Mid-Year Update: 2010 Outlook for Mortgage Ratesby Tim Manni
On December 31, 2009, HSH.com released the “2010 Outlook for Mortgage Rates and the Mortgage Market.” We examined the 10 most important factors that we thought would influence mortgage rates and the overall mortgage market throughout the upcoming year.
It was a humbling experience as we went back to take a look at our original forecasts in order to make the appropriate mid-year updates.
The eighth factor on our 2010 Outlook is titled “Mortgage Rates Should Remain Favorable.” While we were correct in predicting that rates would remain favorable thus far, we didn’t anticipate that rates would fall like they have in recent weeks.
During 2010, the mortgage market will transition from almost-fully-government supported to one again driven by the private market to a much greater degree. As markets return to “normal”, so too will mortgage rates, which should still remain in a range among to the best seen during the past 50 years. However, barring a double dip to the recession, borrowers should have no expectations that rates will remain at multi-generation lows throughout the year.

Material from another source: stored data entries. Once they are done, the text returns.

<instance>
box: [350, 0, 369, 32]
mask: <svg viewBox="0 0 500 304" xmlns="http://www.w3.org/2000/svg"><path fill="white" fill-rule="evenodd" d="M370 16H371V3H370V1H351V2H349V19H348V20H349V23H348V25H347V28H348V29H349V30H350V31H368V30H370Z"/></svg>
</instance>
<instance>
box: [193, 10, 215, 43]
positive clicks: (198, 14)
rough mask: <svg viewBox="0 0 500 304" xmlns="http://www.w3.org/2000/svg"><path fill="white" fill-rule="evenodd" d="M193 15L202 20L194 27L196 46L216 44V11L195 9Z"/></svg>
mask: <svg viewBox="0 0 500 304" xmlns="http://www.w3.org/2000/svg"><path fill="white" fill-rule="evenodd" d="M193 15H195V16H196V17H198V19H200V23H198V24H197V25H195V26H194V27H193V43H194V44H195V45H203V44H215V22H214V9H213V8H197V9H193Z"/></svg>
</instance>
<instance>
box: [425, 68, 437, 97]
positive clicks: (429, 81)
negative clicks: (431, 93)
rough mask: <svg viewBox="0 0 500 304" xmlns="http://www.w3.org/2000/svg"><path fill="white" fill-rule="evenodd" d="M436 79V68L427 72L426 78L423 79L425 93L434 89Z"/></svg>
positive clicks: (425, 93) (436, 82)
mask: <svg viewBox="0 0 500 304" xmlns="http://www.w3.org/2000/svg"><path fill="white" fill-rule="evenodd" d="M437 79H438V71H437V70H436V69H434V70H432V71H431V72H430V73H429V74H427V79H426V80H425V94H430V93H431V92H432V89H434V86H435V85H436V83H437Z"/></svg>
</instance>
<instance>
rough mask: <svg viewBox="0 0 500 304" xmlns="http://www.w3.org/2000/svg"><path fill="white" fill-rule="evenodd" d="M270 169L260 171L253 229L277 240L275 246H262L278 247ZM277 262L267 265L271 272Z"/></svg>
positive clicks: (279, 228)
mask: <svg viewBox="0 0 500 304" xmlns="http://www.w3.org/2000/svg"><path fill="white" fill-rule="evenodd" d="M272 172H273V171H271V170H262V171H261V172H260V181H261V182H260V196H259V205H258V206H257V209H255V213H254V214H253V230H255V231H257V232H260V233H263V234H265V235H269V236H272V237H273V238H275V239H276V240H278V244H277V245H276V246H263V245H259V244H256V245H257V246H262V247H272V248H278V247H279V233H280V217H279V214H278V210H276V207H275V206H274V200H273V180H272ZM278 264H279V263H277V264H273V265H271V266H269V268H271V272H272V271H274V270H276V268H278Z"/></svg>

Broadly, we expect interest rates to be lowest in the early part of the year, as support programs remain fully in force, with 30-year fixed-rate mortgages hanging around the 5% mark during the first quarter. After that we’ll start the transitional period described above, and for planning purposes, borrowers should expect figures one-half to even a full percentage point higher than this. We do think perhaps a half-point lift is most likely, but we may flare higher than that during the Spring at times. Any rise in rates would be accompanied by a reduced demand for mortgages, which in turn would serve to somewhat temper any upward rise.

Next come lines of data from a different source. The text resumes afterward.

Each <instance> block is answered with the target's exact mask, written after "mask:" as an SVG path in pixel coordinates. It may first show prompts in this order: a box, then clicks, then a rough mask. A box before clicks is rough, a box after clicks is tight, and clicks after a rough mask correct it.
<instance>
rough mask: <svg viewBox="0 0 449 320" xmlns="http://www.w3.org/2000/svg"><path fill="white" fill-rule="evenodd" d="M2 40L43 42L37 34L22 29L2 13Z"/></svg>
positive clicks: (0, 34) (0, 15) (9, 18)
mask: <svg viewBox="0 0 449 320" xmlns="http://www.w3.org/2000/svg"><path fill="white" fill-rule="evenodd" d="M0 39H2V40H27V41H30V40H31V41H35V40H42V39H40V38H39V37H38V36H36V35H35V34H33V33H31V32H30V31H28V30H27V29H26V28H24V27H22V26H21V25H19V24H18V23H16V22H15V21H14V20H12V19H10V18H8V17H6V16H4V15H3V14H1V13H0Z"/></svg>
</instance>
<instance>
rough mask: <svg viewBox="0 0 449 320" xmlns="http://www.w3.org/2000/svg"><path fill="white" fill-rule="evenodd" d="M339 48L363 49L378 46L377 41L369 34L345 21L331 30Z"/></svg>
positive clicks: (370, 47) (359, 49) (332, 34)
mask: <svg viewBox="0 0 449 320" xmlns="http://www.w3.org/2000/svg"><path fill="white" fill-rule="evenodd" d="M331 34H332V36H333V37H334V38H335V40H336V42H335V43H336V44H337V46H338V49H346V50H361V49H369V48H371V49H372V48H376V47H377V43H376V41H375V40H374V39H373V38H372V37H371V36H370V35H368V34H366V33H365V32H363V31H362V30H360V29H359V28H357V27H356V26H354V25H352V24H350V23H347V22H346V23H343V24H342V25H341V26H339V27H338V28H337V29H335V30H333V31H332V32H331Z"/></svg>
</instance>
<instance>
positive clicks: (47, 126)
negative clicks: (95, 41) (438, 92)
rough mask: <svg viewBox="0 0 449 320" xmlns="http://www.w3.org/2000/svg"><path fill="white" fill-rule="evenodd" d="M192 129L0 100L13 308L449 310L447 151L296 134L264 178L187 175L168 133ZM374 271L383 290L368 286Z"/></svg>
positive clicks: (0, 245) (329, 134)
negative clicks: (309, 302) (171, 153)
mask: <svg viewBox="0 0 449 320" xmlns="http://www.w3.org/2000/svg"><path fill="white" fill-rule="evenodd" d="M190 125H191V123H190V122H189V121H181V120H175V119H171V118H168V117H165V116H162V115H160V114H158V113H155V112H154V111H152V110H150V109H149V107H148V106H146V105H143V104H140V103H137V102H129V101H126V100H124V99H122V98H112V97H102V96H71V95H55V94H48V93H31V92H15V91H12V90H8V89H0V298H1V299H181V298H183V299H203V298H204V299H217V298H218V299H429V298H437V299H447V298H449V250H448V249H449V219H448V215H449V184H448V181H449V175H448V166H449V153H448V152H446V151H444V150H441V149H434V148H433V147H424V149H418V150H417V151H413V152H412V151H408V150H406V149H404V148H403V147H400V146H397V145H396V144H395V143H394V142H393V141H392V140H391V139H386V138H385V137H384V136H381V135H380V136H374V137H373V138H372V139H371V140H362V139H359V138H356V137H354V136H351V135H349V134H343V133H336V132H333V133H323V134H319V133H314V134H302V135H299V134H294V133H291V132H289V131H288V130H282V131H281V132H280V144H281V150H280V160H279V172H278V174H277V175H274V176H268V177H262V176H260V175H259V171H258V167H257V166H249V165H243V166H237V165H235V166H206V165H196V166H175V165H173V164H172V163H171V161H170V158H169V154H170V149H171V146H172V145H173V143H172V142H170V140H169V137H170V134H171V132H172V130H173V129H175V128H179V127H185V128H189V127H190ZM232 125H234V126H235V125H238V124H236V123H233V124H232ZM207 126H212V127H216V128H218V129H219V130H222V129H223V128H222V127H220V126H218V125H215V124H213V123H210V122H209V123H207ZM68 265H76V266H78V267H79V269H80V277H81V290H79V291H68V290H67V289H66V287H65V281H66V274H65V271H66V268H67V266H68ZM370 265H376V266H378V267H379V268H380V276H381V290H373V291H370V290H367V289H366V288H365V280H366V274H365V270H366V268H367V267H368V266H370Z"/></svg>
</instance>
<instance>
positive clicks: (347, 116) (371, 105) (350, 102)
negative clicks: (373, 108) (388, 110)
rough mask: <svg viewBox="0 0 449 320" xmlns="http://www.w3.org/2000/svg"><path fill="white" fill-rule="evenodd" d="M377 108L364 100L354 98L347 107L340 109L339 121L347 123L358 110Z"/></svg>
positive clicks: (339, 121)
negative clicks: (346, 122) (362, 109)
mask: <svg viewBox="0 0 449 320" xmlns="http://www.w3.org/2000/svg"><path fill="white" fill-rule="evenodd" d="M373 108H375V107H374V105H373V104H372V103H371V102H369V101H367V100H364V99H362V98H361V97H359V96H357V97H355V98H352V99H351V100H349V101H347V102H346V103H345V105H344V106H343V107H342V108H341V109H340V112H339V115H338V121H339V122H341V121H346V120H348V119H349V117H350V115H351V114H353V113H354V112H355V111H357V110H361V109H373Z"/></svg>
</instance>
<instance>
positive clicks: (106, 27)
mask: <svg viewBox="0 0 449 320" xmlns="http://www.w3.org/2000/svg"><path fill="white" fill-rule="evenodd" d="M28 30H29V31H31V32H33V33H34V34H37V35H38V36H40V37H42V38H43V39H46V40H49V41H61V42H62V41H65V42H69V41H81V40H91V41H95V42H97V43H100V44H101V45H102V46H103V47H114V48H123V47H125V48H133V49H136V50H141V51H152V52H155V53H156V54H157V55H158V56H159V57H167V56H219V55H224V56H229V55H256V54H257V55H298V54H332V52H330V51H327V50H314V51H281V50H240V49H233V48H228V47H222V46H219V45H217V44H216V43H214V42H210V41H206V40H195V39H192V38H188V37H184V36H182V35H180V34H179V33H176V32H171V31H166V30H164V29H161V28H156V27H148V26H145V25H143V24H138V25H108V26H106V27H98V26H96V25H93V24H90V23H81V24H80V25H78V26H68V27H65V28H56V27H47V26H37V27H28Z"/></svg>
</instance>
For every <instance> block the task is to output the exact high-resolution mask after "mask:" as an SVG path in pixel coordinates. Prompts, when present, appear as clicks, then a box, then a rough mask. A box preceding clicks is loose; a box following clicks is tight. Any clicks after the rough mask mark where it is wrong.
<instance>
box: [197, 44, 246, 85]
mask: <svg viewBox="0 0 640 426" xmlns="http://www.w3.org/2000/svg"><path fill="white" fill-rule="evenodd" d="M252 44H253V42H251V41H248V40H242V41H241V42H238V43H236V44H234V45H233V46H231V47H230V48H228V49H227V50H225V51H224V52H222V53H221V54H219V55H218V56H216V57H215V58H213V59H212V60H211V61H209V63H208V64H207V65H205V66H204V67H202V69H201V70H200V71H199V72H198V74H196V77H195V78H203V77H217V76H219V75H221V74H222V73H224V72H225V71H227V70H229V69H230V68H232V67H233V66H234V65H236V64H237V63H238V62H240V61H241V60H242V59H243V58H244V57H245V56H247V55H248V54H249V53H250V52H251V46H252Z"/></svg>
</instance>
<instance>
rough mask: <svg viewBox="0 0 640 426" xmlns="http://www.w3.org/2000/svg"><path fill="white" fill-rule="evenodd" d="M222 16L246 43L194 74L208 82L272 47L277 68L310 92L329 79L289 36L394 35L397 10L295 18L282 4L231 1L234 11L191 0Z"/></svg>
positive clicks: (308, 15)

…rates will nudge closer to 6% than 5% for the final two quarters of 2010.
We presently have the lowest mortgage rates in some 54 years in the market, far better than what we (or anyone else, for that matter) expected. The Spring lift in rates never materialized due to the conditions noted above, and the late Spring/early Summer slump in housing credit demand, overseas troubles, investor appetite for MBS amid weak supply dynamics and a soft economy are all serving to keep rates low.
Even with that, the year’s only half done. From where we are, we still think rates will be higher as the year comes to an end, but perhaps not higher than 5.5% to perhaps 5.625%, with 6% an unlikely target at this moment.